The routes may have been filtered on the 7600s; I'm not sure.  Can 
anyone refresh my memory on how to see what IS-IS routes are being 
advertised?  I remember OSPF and BGP but not IS-IS.  Back to my story. 
I check the IS-IS neighbors on the 7600s and found that System ID for 
each of the affected routers was no longer the value of the hostname 
command like normal but was instead their NSAP.  For example:

7613-2.tld     L1   Vl4005    10.64.130.3     UP    9 
7613-2.tld.0F
0100.6400.0033 L1   Gi9/1     10.64.0.176     UP    8 
0100.6400.0033.02

The Circuit ID was also affected.  None of the routes that were supposed 
to be advertised were in the 7600's RIB.  The affected routers did 
however have the routes from the 7600s.  This is why my NMS thought the 
hosts were down.  The routes for Lo0 weren't being propagated.  The 
reason one of the 2800s was still being hit by the NMS was because I had 
a static route to Lo0 on that 7600.  Removing this demonstrates the problem.

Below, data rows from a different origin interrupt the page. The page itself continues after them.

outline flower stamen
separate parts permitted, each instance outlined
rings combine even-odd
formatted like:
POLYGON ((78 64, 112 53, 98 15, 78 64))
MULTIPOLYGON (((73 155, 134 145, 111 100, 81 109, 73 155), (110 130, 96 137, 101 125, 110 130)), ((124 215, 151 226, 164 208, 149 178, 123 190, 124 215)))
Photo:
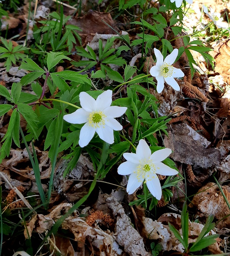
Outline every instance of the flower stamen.
POLYGON ((161 74, 164 77, 171 77, 173 73, 173 67, 168 63, 164 64, 161 68, 161 74))
POLYGON ((104 125, 105 118, 106 117, 102 111, 95 111, 90 113, 88 120, 90 125, 96 128, 99 127, 99 125, 104 125))

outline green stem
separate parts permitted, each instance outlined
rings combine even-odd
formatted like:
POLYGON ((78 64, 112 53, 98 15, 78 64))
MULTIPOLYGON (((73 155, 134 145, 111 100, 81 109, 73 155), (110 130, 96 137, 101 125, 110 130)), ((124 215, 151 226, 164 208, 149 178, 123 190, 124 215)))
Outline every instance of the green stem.
POLYGON ((65 104, 67 104, 69 105, 70 106, 72 106, 72 107, 74 107, 76 108, 80 108, 80 107, 78 106, 76 106, 76 105, 72 104, 72 103, 70 103, 67 101, 64 101, 63 100, 58 100, 58 99, 45 99, 45 100, 40 100, 40 101, 58 101, 58 102, 61 102, 63 103, 65 103, 65 104))
POLYGON ((136 148, 136 147, 132 144, 132 143, 131 141, 129 141, 128 139, 126 139, 124 136, 122 135, 121 134, 120 135, 120 136, 122 138, 123 138, 124 140, 125 140, 126 141, 127 141, 130 144, 130 145, 131 145, 131 146, 135 150, 137 150, 137 148, 136 148))
POLYGON ((208 27, 209 27, 213 24, 213 22, 211 22, 209 25, 207 26, 207 27, 206 27, 204 29, 203 29, 199 31, 197 31, 197 32, 195 32, 194 33, 193 33, 192 34, 189 34, 189 35, 185 35, 184 36, 178 36, 178 37, 175 37, 175 38, 173 38, 173 39, 171 39, 171 40, 169 40, 169 42, 172 42, 172 41, 174 41, 174 40, 175 40, 176 39, 178 39, 178 38, 182 38, 183 37, 186 37, 186 36, 196 36, 196 35, 197 34, 199 34, 199 33, 201 33, 201 32, 203 32, 203 31, 204 31, 205 30, 206 30, 207 29, 208 29, 208 27))
POLYGON ((134 79, 132 79, 132 80, 131 80, 130 81, 127 81, 127 82, 125 82, 122 83, 122 84, 121 84, 119 85, 116 86, 114 88, 114 89, 113 90, 113 91, 114 91, 116 89, 117 89, 118 87, 120 87, 121 86, 122 86, 122 85, 124 85, 124 84, 129 84, 129 83, 131 82, 133 82, 134 81, 135 81, 136 80, 138 80, 139 79, 141 79, 141 78, 144 78, 144 77, 149 77, 150 75, 151 75, 151 74, 148 74, 148 75, 143 75, 143 77, 137 77, 136 78, 134 78, 134 79))

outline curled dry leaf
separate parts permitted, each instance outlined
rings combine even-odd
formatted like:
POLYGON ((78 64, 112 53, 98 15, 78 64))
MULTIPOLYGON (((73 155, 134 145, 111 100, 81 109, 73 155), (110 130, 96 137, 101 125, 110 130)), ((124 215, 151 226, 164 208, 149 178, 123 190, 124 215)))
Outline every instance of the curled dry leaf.
POLYGON ((112 212, 116 219, 114 235, 116 241, 124 247, 126 253, 130 256, 150 256, 145 248, 143 238, 131 224, 122 205, 115 197, 100 194, 95 207, 104 213, 112 212))
MULTIPOLYGON (((34 147, 37 153, 40 172, 41 179, 47 179, 49 177, 51 168, 48 157, 48 151, 41 151, 36 147, 34 147)), ((10 150, 9 159, 4 159, 1 165, 5 168, 9 169, 15 172, 30 179, 35 180, 35 178, 33 168, 26 149, 10 150), (22 168, 22 164, 23 163, 22 168), (27 165, 26 168, 25 165, 27 165)))
MULTIPOLYGON (((184 248, 182 244, 176 238, 170 230, 168 223, 170 222, 178 230, 181 235, 182 234, 181 229, 181 220, 180 215, 175 213, 165 213, 161 216, 157 221, 153 221, 149 218, 143 217, 144 225, 144 233, 147 238, 156 240, 160 239, 160 244, 163 251, 171 250, 183 253, 184 248)), ((189 220, 188 243, 195 242, 201 232, 204 225, 202 224, 191 222, 189 220)), ((211 230, 207 235, 216 234, 211 230)), ((218 244, 216 243, 208 247, 213 253, 221 253, 223 252, 218 244)))
MULTIPOLYGON (((184 98, 181 91, 175 91, 166 83, 161 93, 158 93, 152 88, 150 88, 150 92, 160 102, 158 113, 160 116, 168 116, 175 113, 178 109, 178 106, 176 106, 178 101, 184 98)), ((183 113, 187 110, 187 108, 181 107, 179 111, 183 113)))
POLYGON ((217 149, 206 148, 203 141, 195 140, 188 135, 190 129, 185 124, 172 125, 168 131, 169 137, 165 137, 164 145, 172 149, 170 156, 175 161, 203 168, 216 166, 220 161, 220 153, 217 149), (188 154, 188 152, 189 154, 188 154))
POLYGON ((69 238, 54 236, 52 236, 50 240, 49 240, 50 244, 50 252, 54 251, 55 255, 59 255, 59 252, 58 252, 58 249, 62 255, 66 256, 74 256, 75 251, 69 238), (55 252, 57 252, 57 254, 55 252))
MULTIPOLYGON (((223 186, 222 188, 227 200, 230 201, 230 188, 223 186)), ((208 217, 213 214, 217 220, 221 220, 230 214, 224 198, 217 185, 210 182, 202 187, 194 196, 189 205, 197 209, 197 214, 201 217, 208 217)), ((217 225, 218 229, 229 227, 230 224, 230 217, 224 218, 217 225)))
POLYGON ((99 12, 92 10, 89 11, 83 17, 69 21, 67 24, 77 26, 82 30, 79 32, 79 34, 83 44, 91 42, 96 33, 116 35, 115 31, 110 27, 117 31, 119 31, 114 25, 110 13, 99 12))
POLYGON ((230 40, 221 45, 219 54, 215 57, 215 71, 224 77, 224 81, 230 81, 230 40))
POLYGON ((42 233, 50 229, 54 224, 54 221, 50 217, 43 214, 36 214, 26 224, 24 230, 24 236, 26 239, 31 237, 33 231, 42 233))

All 4 affected routers had errors similar to this:

022564: Apr 17 19:51:41 CDT: %CLNS-3-BADPACKET: ISIS: L1 LSP, bad 
max-area-addresses 0, ID 0100.6400.0034.00-00, seq 85, ht 0 from 
0018.7425.6500 (GigabitEthernet0/0)

The 7206 and other 3845 that perform border functions were not affected 
at all; they are also L1-2.  To resolve this issue on the 2 3845s I 
rebooted them both.  The problem went away and has not returned.  I have 
not rebooted the 2800s yet.  I opened a TAC case instead.

I do no believe this is a one-off problem.  Not when 4 routers show the 
problem.  One common element is that all 4 routers are in a common VLAN 
that's trunked between the 7600s.  Another common element is that they 
are all L1.  The only routers with more than one area configured are the 
7600s in the core.  For the change I started with the 2800s, then the 
pair of 3800s, the single 3800 and the corresponding 7600.  After the 
adjacencies re-established I did the other 7600 and 7206.

I held off on the reboot to give Cisco an opportunity to get in and look 
at the routers when they are hosed.  This sounds like a bug to me and 
I'd like to see it fixed.  I will have to reboot at least one 2800 
tomorrow though.  I have to restore service to that site.  I'm trying to 
get my TAC engineer to do whatever he needs to do to get someone's eyes 
on the problem before I reboot.

Any ideas?  Thanks
  Justin